Today, cancer research is poised to move forward at an unprecedented speed and Harold is ideally qualified to lead the revolution to fight this formidable disease, Health and Human Services Secretary Kathleen Sebelius said in a statement.
Varmus, whose nomination to the government's agency for medical research has been widely expected, received the 1989 Nobel Prize in Physiology or Medicine for studies of the genetic basis of cancer and has been president of Memorial Sloan-Kettering Cancer Center in New York City since January 2000.
In 1993, then-president Bill Clinton appointed Varmus to become director of the NIH. Varmus left in 1999.
NIH Director Dr. Francis Collins, who served under Varmus as head of the National Human Genome Research Institute, welcomed him back.

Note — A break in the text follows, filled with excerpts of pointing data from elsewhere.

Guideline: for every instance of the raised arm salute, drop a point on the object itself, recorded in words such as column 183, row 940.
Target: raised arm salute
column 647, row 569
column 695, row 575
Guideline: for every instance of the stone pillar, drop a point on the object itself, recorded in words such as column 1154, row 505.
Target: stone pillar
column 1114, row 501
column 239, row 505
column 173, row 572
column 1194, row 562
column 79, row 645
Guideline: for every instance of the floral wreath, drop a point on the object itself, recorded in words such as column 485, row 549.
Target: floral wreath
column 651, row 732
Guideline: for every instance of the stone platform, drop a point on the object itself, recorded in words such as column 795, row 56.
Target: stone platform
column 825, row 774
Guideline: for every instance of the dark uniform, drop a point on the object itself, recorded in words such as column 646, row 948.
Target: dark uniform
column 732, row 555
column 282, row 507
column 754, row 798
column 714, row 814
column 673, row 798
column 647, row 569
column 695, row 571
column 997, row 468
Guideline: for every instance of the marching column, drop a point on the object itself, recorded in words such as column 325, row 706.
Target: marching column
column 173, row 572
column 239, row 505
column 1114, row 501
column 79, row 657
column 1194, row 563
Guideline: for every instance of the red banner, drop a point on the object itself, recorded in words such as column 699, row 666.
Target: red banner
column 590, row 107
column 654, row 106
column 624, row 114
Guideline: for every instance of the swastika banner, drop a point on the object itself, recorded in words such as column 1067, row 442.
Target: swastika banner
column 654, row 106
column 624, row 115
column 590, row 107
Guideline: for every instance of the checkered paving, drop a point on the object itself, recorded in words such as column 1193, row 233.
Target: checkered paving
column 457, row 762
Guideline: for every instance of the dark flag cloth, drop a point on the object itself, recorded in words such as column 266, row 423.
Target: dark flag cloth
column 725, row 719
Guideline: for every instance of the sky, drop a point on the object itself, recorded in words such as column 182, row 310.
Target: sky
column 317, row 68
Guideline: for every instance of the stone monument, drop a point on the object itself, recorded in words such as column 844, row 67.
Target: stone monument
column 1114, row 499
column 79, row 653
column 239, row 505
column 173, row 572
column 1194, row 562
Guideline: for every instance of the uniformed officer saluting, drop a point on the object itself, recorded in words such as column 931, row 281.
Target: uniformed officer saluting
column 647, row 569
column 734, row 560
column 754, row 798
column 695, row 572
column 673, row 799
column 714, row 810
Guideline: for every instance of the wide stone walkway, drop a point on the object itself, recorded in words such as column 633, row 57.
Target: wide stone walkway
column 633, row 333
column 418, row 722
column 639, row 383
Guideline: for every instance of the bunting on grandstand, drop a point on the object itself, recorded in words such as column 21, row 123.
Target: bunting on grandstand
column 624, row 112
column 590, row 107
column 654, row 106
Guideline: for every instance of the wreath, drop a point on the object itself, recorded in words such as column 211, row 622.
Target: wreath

It is exhilarating and gratifying to have my good friend and colleague Harold Varmus back at NIH, Collins said in a statement.
Harold brings unmatched expertise at all levels -- not only in cutting edge scientific research, but also as a leader in the development of strategies for improving patient care, education and training, and in designing novel public-private partnerships.
John Seffrin, chief executive officer of the American Cancer Society, said it was a critical time for the National Cancer Institute. Last September, Obama designated a $1 billion boost for research into the genetics of cancer.
We must sustain this investment to meet President Obama's commitment to double NCI's funding over the next eight years and to ultimately eliminate death and suffering from cancer, Seffrin said in a statement.
With Dr. Varmus as its leader, I am confident that NCI will be in good hands and that we will continue to save more lives and create a world with more birthdays.